Additionally, Michigan may be the next place to reinstate net metering after it was lost, with bills introduced into the state legislature last year. That may get full hearings this year. We’d be happy to see Michigan’s government re-join other Net Metering states.
Solar tariffs in 2020
Donald Trump’s solar tariffs will step down to 20% on February 7, 2020, and are up for interim review at that time. The International Trade Commission is preparing its report on the effects of the tariffs, which is also due to be delivered to the President on February 7th.
The step down trajectory of the tariffs will likely not be affected by the ITC’s report, and they will again decrease in 2021, to 15%, before disappearing for good on February 7th, 2022.
It’s important to note that while the tariffs increase the average cost to install solar, the effect it has on residential installed prices is roughly 5% over what the non-tariff price would be.
Unfortunately, the tariffs are still around while the federal solar tax credit steps down.
The Federal Solar Tax Credit Step-Down
Well, it happened, even though we hoped against hope that it wouldn’t. As of January 1st, 2020, the federal solar tax credit will cover 26% of the cost to install solar, down from 30% during the decade before.
Unless congress acts to preserve or reinstate the federal tax credit at its current of former level, it will step down again, to 22% for installations placed into service after 12/31/2020.

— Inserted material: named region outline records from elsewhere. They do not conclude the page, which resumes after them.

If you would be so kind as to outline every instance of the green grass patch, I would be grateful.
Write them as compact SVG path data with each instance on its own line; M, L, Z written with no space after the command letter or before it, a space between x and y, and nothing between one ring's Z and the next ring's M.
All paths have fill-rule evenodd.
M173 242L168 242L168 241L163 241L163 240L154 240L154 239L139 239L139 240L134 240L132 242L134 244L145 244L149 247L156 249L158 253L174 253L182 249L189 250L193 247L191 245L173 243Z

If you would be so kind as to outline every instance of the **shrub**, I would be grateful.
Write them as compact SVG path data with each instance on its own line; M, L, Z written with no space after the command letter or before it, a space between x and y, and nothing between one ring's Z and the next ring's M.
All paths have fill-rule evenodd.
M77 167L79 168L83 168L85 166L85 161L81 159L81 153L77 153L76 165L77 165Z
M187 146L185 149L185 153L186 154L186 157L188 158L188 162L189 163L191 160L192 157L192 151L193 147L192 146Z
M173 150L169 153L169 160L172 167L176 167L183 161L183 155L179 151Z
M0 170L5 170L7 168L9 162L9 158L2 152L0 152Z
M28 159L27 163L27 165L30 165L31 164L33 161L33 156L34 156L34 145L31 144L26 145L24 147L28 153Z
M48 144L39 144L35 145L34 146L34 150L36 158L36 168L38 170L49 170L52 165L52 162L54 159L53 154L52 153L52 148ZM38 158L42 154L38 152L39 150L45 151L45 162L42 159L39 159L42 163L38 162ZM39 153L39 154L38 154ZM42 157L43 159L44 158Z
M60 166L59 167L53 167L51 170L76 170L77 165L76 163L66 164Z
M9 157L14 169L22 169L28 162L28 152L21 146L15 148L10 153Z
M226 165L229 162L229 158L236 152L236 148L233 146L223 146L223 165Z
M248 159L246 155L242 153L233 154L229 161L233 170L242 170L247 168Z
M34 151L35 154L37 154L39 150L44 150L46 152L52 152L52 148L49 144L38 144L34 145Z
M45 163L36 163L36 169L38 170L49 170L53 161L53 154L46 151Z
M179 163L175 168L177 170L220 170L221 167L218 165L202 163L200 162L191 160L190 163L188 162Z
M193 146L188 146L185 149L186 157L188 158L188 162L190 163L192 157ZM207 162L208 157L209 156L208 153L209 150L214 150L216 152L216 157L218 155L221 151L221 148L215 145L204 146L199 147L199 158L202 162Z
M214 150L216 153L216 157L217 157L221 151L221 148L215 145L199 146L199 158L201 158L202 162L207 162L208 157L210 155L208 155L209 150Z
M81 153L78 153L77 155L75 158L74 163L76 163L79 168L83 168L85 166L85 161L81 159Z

In 2019, we wrote that 4% of the solar tax credit was responsible for about $1,000 in savings, and the next step down will be responsible for another $1,000. Based on our current calculations, the change in the solar tax credit will cost Americans who go solar in 2020 an average of $1,200 and result in a drop of 0.8% in the internal rate of return on their solar investment.
It’s very much an exciting time for Solar power and we’re anxious to see where it goes for 2020 and beyond. Where do you see solar heading in the future?